Top-k sampling (cut off low-probability tokens)
Top-p sampling (nucleus sampling)
Temperature (softmax smoothing)
Repetition penalty (discouraging loops)

These gave users creative control. But even with beautiful words, sentence coherence remained elusive. That’s the next frontier.

It still speaks like a baby.

7. Real-Time Streaming: Making Output Feel Alive

I integrated FastAPI with Server-Sent Events (SSE) to push each generated token to the frontend in real time. This makes the generation feel alive, like the AI is thinking as it types.

On the frontend, I used Microsoft’s streaming "fetch" capabilities to handle token-by-token rendering.

8. Frontend: Let the User Drive

My previous RNN app had a GUI, so I built on that foundation. The new interface includes:

Model selector (RNN or Transformer)
Sliders for temperature, top_k, top_p, repetition penalty, Temprature and Context length
Real-time generation view
Instant parameter update via React hooks

Rather than hiding the knobs behind code, I wanted the user to be the experimenter.

The integration between backend and frontend is still under development will be out soon.

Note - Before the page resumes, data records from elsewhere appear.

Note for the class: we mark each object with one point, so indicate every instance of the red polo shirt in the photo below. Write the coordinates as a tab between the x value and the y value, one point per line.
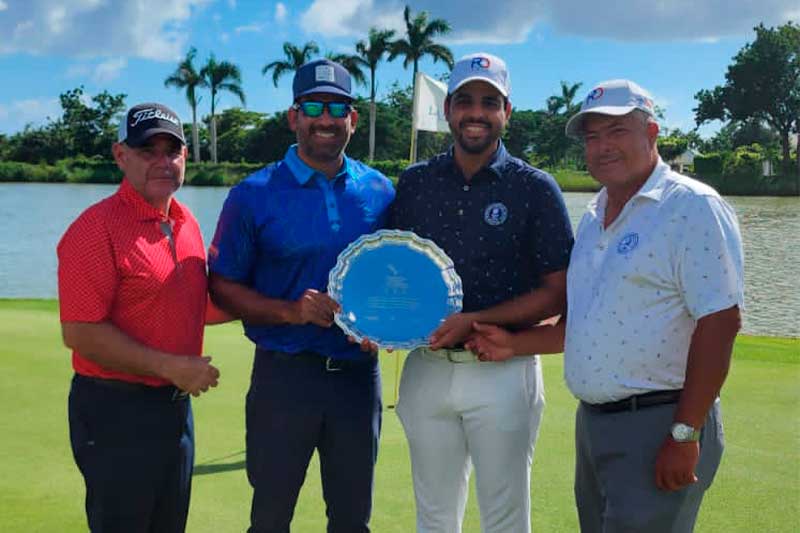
116	264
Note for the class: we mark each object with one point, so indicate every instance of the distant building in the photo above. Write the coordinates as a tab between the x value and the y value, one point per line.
684	160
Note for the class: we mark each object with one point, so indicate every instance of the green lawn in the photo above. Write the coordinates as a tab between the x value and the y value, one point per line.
757	488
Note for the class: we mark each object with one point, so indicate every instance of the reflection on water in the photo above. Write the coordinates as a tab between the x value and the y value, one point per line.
34	216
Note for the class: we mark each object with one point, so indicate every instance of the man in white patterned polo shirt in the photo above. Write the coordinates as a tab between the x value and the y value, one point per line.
654	290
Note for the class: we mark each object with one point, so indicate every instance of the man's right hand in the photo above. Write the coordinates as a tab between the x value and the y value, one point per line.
490	342
314	307
190	373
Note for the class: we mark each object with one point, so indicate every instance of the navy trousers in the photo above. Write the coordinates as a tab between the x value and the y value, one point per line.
304	402
134	446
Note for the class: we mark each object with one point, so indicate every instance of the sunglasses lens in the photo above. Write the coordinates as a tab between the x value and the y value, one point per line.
312	109
338	109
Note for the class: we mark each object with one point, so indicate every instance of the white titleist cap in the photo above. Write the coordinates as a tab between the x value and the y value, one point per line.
612	97
480	67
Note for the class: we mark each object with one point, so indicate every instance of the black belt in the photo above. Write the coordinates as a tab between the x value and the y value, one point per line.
168	391
331	364
639	401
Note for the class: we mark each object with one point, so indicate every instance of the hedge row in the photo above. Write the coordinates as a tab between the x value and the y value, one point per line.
86	170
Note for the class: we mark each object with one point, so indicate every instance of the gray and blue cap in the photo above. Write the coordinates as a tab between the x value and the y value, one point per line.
322	76
142	121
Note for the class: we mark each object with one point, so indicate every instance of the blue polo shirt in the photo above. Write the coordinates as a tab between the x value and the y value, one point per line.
504	229
280	232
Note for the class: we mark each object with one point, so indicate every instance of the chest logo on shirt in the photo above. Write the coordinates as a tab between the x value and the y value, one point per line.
495	214
628	243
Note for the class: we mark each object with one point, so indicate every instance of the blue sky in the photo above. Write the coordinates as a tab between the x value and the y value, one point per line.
671	47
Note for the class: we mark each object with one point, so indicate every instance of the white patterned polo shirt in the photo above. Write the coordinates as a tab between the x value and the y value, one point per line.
636	289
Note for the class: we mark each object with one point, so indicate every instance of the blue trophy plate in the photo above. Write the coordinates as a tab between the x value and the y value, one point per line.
395	288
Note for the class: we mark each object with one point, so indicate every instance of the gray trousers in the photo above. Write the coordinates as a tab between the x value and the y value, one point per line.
615	487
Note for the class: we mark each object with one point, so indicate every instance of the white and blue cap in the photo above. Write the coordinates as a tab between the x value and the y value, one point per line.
322	76
142	121
480	67
612	97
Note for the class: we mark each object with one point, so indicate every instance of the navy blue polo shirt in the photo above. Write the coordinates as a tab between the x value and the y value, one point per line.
504	229
280	232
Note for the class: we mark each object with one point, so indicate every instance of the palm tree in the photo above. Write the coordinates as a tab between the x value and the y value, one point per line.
187	77
370	53
352	64
417	44
220	76
419	41
295	58
565	100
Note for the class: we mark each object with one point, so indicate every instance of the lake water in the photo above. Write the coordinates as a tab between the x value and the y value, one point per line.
34	216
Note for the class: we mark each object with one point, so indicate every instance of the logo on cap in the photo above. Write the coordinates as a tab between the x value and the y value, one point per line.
643	101
480	63
151	113
324	73
596	94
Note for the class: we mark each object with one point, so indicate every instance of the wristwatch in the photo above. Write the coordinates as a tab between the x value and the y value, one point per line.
684	433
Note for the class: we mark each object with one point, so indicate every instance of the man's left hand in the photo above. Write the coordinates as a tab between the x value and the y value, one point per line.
454	330
675	464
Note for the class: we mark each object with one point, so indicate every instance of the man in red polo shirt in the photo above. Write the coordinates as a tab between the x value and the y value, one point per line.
133	299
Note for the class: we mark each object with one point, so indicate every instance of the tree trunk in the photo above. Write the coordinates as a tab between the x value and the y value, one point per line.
787	157
213	139
372	130
797	154
195	136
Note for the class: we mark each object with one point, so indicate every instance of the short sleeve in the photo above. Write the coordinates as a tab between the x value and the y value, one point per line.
711	265
87	271
396	211
233	250
551	238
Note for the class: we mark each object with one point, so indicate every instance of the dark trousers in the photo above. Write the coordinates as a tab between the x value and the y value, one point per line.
134	446
615	486
297	404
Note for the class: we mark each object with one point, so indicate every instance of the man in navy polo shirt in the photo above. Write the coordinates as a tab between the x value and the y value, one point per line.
278	236
504	224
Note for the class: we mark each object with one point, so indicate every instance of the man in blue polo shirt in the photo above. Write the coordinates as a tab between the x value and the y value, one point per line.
505	226
278	236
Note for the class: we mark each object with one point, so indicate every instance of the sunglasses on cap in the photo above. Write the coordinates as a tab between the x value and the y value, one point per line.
313	109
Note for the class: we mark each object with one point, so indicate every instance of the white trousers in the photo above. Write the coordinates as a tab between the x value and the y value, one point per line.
457	416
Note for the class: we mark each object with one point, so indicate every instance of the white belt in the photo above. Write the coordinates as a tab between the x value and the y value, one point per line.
453	356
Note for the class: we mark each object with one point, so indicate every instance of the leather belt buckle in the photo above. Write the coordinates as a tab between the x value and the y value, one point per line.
178	395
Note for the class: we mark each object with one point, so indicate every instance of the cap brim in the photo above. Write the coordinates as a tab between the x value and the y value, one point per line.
136	143
325	89
574	124
493	83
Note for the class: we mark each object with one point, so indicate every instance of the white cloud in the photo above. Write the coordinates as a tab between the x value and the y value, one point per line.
250	28
511	21
152	29
109	70
17	114
281	12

9. Backend: The Inference Engine

The FastAPI backend powers it all:

/generate-stream endpoint for SSE
PyTorch Transformer inference
Parameter validation & logging
Built-in RNN model switcher for comparison
CORS for frontend requests

This backend is robust enough for local use and could scale to small-scale deployment.

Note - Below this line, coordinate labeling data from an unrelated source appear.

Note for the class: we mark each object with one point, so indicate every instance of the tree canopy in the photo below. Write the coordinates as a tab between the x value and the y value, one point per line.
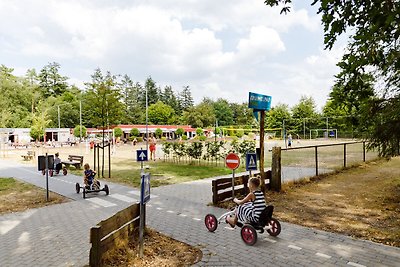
371	60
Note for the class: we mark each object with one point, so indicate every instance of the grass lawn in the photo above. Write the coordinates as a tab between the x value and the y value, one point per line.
18	196
162	173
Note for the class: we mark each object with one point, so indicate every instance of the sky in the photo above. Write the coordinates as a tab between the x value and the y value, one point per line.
220	49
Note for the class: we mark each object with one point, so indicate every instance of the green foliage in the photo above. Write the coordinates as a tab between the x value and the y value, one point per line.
118	132
160	113
199	131
239	133
223	112
77	131
179	132
134	132
158	132
372	54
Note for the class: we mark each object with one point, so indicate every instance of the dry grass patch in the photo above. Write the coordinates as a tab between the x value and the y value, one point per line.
362	202
159	250
17	196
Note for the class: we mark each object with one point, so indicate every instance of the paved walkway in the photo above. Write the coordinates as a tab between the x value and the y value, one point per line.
58	235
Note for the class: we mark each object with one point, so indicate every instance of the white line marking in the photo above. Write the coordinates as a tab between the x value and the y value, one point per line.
137	193
323	255
294	247
355	264
101	202
123	198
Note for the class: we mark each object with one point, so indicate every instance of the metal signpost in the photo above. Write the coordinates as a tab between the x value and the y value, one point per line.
260	103
44	164
251	162
144	198
141	155
232	161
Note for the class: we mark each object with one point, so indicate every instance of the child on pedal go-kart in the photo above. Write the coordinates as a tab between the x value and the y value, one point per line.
251	206
89	176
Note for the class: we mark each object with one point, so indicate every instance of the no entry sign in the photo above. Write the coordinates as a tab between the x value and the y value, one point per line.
232	161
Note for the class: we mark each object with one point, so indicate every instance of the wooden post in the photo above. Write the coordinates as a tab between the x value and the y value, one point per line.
276	173
95	253
215	192
262	126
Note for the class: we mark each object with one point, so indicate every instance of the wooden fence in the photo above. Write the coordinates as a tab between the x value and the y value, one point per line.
222	188
124	225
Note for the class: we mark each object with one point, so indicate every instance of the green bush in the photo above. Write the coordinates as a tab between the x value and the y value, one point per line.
118	132
158	132
239	133
134	132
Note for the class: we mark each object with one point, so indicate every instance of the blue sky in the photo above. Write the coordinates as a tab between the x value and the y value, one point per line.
223	48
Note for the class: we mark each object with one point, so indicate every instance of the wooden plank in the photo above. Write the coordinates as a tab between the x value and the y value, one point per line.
119	219
95	253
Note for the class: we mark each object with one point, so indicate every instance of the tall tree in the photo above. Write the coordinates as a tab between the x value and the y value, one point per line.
51	82
223	112
102	106
185	97
160	113
373	49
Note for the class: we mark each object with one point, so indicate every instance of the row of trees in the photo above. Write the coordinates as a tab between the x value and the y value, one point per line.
45	99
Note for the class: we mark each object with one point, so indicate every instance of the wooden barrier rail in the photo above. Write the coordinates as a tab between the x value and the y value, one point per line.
124	225
222	188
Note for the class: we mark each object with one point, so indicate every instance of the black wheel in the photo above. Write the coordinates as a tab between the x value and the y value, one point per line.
275	227
248	234
211	222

10. Performance & Debugging: Built for Modest Machines

From the start, this project was tuned for consumer hardware:

Minimal RAM footprint (Uses around 5–6 GB for inference, 9–12 GB for training)
Batch size = 1 for interactivity
No GPU dependencies
Efficient Python loops and vectorized sampling

Debugging was a major effort: from React race conditions to stale closures in streaming, it's almost done fixture will be out soon.

11. Key Learnings & Developer Takeaways

This project wasn’t just about code. It was about understanding:

Transformer internals, multi-head attention, positional embeddings, layer normalization
Sampling theory: How parameters shape creativity
Real-time syncing: Managing frontend/backend latency and state
Building alone: When you code alone, every layer, every bug becomes a teacher

12. Final Reflections: More Than a Mini Model

There’s a special kind of satisfaction in making everything work, from model to UI to streaming. MiniGPT is more than a toy, it’s a bridge from theory to application.

But this isn’t the end.

What’s Next? Recreating GPT-2 from Scratch

MiniGPT was just the warm-up. My next mission is far more ambitious: Rebuild GPT-2 from scratch, most likely follow Andrej Karpathy’s tutorial Let’s reproduce GPT-2 (124M), do check it

This means:

Scaling to 12 or more layers
Byte-pair encoding tokenizers
Larger training corpus
Deep dive into positional encoding innovations
Multi-GPU training

I’ll document every step, from model design to tokenizer training to checkpoint sampling. Stay tuned, because this will be a true test of what I’ve learned, and a major leap forward.

If MiniGPT was about building a brain, GPT-2 will be about building a mind.